I loved all three pictures...but #3 is my very favorite. What a sweetheart she is.

Take care of yourself and thanks for your kind words on my loss...
xoxo
Grammie

Marci said...

Oh Claudia, I will pray for you. I wish I could come and visit with you.

I think you picked the first picture, althought they are all 3 darling.

TO BECOME said...

Claudia, I wish I could be there to help you, I know when you aren't feeling well, it seems nothing goes right. I will be better, I promise you. I am sending your "Moobear" tomorrow. Each time you look at remember there is a friend in Texas that loves you and is very concerned for you and keeps you in her prayers.

I am with Happymama, I would scan the pictures and keep all three.lol
I never could chose between two pictures. When we used to go have a family pictures made, I could never chose, so we had to buy all because I didn't like the idea of them burning our family pictures. Weird aren't I? love you, connie from Texas

k said...

Well, I came here too late for the picture contest. I already know the answer now! But I'm with the ones who said, Hey, scan all 3. Why not? This is the digital age and we CAN!!!

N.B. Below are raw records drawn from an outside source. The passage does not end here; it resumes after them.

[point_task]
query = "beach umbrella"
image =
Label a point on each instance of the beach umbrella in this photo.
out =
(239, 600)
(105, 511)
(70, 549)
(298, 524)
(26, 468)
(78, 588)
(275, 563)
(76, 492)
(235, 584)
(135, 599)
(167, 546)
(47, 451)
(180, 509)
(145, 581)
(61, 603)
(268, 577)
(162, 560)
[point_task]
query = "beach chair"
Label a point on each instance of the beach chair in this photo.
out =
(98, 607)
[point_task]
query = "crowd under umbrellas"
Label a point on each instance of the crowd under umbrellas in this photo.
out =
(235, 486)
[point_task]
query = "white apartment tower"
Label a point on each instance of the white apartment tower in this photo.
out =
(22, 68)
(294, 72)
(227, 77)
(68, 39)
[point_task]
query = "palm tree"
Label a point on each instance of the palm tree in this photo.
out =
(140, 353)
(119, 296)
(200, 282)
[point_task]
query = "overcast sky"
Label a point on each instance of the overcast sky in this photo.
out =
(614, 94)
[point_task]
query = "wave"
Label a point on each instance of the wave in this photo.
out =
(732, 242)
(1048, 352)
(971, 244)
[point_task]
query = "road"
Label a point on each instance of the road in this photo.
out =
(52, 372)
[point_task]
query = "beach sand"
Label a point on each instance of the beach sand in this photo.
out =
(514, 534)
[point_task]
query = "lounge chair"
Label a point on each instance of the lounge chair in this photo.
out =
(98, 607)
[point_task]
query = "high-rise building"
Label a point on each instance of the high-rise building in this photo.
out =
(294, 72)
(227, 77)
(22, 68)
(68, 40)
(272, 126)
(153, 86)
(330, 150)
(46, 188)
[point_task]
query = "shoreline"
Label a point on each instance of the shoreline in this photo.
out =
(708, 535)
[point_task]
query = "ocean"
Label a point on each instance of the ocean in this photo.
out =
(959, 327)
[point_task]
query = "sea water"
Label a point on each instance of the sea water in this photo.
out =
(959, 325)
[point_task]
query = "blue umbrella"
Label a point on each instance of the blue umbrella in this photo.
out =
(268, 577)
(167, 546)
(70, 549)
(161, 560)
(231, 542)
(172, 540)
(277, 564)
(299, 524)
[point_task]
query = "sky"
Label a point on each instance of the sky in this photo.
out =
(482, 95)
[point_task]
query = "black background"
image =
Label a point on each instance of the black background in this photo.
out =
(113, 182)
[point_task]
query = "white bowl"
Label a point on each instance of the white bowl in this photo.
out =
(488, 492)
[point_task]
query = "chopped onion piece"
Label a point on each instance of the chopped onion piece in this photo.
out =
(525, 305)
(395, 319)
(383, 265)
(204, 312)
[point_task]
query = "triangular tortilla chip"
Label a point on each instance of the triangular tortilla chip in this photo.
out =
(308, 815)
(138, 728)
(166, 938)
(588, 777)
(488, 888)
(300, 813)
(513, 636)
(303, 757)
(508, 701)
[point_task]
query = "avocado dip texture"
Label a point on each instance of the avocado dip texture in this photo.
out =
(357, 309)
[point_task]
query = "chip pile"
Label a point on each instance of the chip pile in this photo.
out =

I'm so very sorry you're having even more troubles that usual. I get so MAD at doctors and their staff when they DON'T CARE. What the heck are they there for???

I've been a little out of touch this week and so I missed this post at first. I'm a little upset with myself about that but I know YOU of all people understand. I think I'll be better now at checking in.

I'm worried about you, Moobear.

This one thing I noticed, where you said you have to depend on yourself to take charge and make sure things get taken care of? You're right.

I think many of us were raised with the idea that doctors are like God, and we should just put ourselves in their hands and not think about it ourselves. It doesn't work that way any more, if it ever did before.

You are less alone because of your readers and commenters and fellow bloggers, than because of any of the various medical people in your life.

We love you and worry about you and think about you and want you to feel better.